The increase in trade is due to continually improving relations between the neighbouring countries since the border conflicts ceased earlier this year, Commercial Counselor at the Royal Thai Embassy in Phnom Penh Jiranan Wongmongkol said yesterday.
“The import and export of products is now back to normal and we have a good relationship with the new government,” she said.
A breakdown of the figures showed Thailand exported US$1.808 billion worth of goods between January and September, a slim year-on-year increase from $1.638 billion. Concurrently, trade in the opposite direction declined 17 per cent from $151.52 million to $125.64 million. The bulk of Cambodia’s exports comprised agricultural products, garments, recyclable metal and fish, while imports from Thailand consisted of petroleum, processed goods and construction materials, Jiranan Wongmongkol said.

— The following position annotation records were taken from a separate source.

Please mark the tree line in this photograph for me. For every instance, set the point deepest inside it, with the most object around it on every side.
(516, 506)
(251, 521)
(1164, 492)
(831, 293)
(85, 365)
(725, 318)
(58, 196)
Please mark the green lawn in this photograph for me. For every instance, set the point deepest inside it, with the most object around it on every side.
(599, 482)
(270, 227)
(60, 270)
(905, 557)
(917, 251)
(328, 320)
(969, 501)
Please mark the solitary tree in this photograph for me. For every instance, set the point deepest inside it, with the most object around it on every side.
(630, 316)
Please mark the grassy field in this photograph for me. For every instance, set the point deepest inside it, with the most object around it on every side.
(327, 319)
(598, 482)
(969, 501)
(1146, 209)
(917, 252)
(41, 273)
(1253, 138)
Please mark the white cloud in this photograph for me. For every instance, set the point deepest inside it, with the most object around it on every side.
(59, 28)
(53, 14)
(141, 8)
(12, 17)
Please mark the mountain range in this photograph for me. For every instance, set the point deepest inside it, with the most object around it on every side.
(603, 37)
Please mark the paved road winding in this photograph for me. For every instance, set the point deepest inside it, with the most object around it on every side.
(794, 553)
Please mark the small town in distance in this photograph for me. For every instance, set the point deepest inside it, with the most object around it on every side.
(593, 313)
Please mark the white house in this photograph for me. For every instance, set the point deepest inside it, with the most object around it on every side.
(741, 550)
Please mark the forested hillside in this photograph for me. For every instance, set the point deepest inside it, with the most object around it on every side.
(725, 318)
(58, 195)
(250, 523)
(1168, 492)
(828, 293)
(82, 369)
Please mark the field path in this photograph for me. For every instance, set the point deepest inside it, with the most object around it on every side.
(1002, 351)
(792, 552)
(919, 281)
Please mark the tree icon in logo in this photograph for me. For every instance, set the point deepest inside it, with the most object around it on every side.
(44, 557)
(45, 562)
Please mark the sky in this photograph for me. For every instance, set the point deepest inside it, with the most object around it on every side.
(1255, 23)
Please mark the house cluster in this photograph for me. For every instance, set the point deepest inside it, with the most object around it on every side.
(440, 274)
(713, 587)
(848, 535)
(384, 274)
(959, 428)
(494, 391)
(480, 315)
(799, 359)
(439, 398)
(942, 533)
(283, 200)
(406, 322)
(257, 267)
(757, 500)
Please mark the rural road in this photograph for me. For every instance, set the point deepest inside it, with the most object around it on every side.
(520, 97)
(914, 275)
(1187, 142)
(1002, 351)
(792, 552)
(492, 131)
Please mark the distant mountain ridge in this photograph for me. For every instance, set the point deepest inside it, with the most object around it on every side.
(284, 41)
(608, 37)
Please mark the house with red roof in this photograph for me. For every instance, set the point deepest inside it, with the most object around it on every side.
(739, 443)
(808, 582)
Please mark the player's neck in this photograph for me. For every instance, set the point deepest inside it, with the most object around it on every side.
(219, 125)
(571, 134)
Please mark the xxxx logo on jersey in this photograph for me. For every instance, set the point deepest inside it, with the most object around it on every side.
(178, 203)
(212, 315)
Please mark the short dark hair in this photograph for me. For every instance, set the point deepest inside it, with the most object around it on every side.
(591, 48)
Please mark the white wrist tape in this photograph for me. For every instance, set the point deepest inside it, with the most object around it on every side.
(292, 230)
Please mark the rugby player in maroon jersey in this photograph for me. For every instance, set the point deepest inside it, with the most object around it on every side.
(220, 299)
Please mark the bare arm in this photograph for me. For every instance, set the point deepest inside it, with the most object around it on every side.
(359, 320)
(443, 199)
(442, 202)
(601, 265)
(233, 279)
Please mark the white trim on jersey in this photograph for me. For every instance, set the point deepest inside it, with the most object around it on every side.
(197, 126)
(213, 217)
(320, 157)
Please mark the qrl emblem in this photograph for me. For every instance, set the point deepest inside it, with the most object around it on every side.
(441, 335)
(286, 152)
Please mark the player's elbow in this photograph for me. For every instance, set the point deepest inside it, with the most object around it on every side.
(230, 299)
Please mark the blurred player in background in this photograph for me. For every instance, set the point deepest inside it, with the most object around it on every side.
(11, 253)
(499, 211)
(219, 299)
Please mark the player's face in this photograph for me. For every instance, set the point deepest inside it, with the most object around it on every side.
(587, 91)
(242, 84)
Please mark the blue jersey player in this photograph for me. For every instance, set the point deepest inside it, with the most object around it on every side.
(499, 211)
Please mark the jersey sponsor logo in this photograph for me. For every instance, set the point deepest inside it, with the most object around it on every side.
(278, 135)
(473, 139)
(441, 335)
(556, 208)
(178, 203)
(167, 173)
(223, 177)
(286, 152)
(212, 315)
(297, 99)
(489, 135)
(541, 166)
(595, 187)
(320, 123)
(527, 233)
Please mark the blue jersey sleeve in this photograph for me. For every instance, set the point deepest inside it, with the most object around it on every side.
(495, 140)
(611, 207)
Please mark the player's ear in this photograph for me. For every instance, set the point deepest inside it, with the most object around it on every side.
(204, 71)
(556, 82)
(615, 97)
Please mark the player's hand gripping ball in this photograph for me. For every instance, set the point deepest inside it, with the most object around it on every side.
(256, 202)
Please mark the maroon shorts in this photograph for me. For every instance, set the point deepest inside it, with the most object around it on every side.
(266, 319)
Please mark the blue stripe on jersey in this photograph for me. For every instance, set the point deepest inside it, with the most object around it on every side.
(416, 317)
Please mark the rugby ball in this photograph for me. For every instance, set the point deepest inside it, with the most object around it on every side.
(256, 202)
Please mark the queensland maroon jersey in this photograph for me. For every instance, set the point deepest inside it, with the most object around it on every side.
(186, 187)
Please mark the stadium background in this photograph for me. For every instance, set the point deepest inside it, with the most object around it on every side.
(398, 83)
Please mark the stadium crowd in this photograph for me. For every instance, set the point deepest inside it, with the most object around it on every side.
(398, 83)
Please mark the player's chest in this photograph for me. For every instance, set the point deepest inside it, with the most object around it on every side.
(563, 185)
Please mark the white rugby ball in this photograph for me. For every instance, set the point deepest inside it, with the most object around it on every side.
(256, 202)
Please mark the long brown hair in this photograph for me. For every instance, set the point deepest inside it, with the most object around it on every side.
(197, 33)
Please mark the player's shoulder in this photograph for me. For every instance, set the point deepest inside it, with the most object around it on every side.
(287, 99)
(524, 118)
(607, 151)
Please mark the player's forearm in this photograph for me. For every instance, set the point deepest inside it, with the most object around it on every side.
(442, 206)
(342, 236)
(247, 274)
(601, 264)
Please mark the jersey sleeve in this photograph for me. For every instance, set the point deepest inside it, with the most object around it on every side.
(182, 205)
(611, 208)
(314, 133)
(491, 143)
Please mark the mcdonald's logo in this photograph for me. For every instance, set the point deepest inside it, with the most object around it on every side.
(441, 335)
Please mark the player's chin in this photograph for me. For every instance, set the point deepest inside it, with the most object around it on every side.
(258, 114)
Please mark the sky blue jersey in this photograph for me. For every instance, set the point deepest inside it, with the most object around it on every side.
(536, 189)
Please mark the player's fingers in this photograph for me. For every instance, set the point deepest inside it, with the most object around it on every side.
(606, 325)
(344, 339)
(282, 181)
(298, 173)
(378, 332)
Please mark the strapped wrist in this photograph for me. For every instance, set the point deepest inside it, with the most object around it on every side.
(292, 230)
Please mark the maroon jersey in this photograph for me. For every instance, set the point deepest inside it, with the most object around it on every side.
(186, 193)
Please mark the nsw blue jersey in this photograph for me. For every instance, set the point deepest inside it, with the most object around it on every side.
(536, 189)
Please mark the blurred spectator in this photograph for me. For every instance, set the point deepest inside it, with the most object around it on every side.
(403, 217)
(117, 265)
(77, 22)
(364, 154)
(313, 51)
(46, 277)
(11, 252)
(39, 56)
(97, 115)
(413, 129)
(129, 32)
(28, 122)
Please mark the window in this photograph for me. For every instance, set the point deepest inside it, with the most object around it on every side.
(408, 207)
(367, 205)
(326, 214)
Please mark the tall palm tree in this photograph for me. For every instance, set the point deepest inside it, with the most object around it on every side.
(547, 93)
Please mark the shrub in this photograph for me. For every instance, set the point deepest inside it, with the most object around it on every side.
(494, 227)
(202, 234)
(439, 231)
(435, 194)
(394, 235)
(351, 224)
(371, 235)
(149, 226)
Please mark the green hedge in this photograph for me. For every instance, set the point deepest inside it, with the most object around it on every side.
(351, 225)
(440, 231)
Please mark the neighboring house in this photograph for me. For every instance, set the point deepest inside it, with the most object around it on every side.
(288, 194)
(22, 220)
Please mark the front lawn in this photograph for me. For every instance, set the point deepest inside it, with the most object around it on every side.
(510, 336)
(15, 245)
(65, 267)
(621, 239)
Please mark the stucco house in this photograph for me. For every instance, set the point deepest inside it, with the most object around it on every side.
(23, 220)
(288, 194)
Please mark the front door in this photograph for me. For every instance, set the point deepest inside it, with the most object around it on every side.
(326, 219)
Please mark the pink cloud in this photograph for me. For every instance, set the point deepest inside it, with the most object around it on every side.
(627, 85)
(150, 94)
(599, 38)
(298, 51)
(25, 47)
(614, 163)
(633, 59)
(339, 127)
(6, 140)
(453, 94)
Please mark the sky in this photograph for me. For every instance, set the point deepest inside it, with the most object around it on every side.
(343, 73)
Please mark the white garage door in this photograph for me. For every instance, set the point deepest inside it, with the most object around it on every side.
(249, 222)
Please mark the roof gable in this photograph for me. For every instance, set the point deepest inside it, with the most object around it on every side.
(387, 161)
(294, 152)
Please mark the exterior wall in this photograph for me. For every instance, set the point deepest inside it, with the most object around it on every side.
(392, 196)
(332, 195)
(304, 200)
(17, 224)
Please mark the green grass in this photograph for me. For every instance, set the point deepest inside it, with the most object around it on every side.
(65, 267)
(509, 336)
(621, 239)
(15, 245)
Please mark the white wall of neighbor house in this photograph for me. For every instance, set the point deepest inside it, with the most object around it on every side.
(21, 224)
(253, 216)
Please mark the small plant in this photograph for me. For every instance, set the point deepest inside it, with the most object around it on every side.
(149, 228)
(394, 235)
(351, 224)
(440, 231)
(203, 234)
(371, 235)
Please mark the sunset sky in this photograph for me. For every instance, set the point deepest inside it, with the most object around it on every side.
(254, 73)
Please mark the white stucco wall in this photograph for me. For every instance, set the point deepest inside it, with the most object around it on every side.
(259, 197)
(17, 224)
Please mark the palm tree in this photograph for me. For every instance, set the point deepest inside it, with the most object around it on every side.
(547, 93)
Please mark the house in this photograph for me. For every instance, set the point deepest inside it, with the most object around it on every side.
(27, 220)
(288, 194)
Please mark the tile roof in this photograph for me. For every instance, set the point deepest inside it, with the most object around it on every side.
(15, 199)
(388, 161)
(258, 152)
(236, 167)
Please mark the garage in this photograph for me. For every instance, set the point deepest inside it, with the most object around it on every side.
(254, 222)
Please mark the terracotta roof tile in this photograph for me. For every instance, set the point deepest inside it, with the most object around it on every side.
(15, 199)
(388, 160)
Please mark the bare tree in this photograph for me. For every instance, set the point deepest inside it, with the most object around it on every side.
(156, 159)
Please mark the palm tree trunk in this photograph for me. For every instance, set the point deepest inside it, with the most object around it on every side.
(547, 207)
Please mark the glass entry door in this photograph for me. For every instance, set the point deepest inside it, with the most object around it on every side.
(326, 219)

“We expect bilateral trade to increase 20 per cent [year-on-year] in 2011,” she added.
Ministry officials cited Cambodia’s export of agricultural products as the main reason behind the increase in bilateral trade.
“We mainly export products such as rice corn, cassava and beans, however, trade will decrease if demand for these goods declines,” Ministry of Commerce Statistics Department Director Kong Putheara told the Post yesterday.
Nguon Meng Tech, director general of Cambodia’s Chamber of Commerce said that Cambodian exports to Thailand declined as a result of decreasing rice exports.
“We now have the abilities to export directly to the rest of the world [due to the industry’s improving infrastructure],” he said.